COVID is Devastating Transit and the People who Operate and Ride It

Over the last week, we have read with dismay the reports from Metro that it is experiencing staff shortages due to the regional surge in COVID-19 casesabout 30% of Metro’s bus operators are either being quarantined, are caring for family members, or have the coronavirus. This has resulted in canceled trips. As The Source describes, some days see certain bus lines impacted more than others, which is “likely to result in crowding.”

COVID-19 is devastating our community right now and Black and Brown communities are especially hard-hit. Add Metro’s reduced bus service to the equation and the very people who depend on the bus to get to their jobs—many of them deemed “essential”—are being stranded at the moment they need reliable service the most.

Our friends at the TransitCenter wrote an important report on this very topic—about who is at risk of losing access to high-quality transit service as the COVID-19 pandemic accelerates.

This is why we have been working with a group of inspiring transit advocates from across the United States to fight for public transit operations funding in the federal government’s relief bill. And we have been successful—the COVID relief bill that passed in December 2020 (which got so much press mostly about whether it would include $600 or $2000 stimulus checks) also included $14 billion for transit agencies and $10 billion for state transit agencies. Transit agencies and municipal bus operators in the Southern California region (inclusive of LA County, Long Beach, and Anaheim) will receive approximately $955 millionSimilar to the CARES Act, the supplemental funding will be provided at 100-percent federal share, with no local match required, and directs recipients to prioritize payroll and operational needs.
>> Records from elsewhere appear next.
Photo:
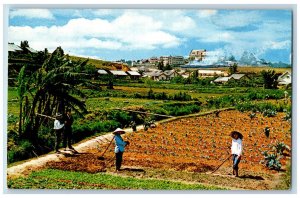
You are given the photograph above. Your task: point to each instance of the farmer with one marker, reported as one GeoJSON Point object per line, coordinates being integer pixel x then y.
{"type": "Point", "coordinates": [68, 130]}
{"type": "Point", "coordinates": [236, 150]}
{"type": "Point", "coordinates": [120, 147]}
{"type": "Point", "coordinates": [59, 128]}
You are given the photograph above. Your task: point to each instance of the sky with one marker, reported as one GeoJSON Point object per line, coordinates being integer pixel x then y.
{"type": "Point", "coordinates": [132, 34]}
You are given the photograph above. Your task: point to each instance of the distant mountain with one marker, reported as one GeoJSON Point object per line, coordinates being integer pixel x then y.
{"type": "Point", "coordinates": [248, 58]}
{"type": "Point", "coordinates": [279, 64]}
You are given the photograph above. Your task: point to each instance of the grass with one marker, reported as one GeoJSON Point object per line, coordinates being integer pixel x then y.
{"type": "Point", "coordinates": [58, 179]}
{"type": "Point", "coordinates": [95, 104]}
{"type": "Point", "coordinates": [99, 64]}
{"type": "Point", "coordinates": [253, 69]}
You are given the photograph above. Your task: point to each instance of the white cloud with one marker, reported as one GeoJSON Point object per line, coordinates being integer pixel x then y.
{"type": "Point", "coordinates": [157, 29]}
{"type": "Point", "coordinates": [105, 12]}
{"type": "Point", "coordinates": [236, 19]}
{"type": "Point", "coordinates": [31, 13]}
{"type": "Point", "coordinates": [130, 31]}
{"type": "Point", "coordinates": [206, 13]}
{"type": "Point", "coordinates": [278, 45]}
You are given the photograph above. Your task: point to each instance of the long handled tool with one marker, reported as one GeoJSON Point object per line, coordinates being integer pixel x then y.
{"type": "Point", "coordinates": [221, 164]}
{"type": "Point", "coordinates": [45, 116]}
{"type": "Point", "coordinates": [101, 157]}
This is a big deal and the result of a hard-fought battle. Prior to 2020, the federal government had never provided funds directly to local transit agencies for general operations (just for capital projects). In December Move LA held a major event (watch it here) with federal, state, and local leaders, and has contacted many of them directly to lobby for this outcome—so we are pretty excited.

However, the work isn’t done. Transit agencies still need $32 billion to survive in 2021. If Congress doesn’t authorize additional funding, transit agencies could be forced to make major cuts in service, staff, and more. LA Metro and our municipal transit agencies may not be spared as the revenue from our local sales taxes and the state gas tax that funds transit operations are way down. So the work continues.

One important effort that we are working on right now is to ensure that Metro’s transit operators are vaccinated. We know that Metro is working on a plan and since transit operators are on the frontline ensuring that other essential workers can get to work, they should be vaccinated as soon as possible. We are making the case with partner organizations to ask LA County’s Department of Public Health to follow state guidelines and put transit workers first.

We must act quickly to save transit and ensure that service is restored because transit is the connective tissue for our community—it ensures we all can get to work, and to grocery stores, doctor’s appointments, school, and more. Without it, we will see more than just a shortage of beds in our hospitals. Let’s all do our part to keep transit running.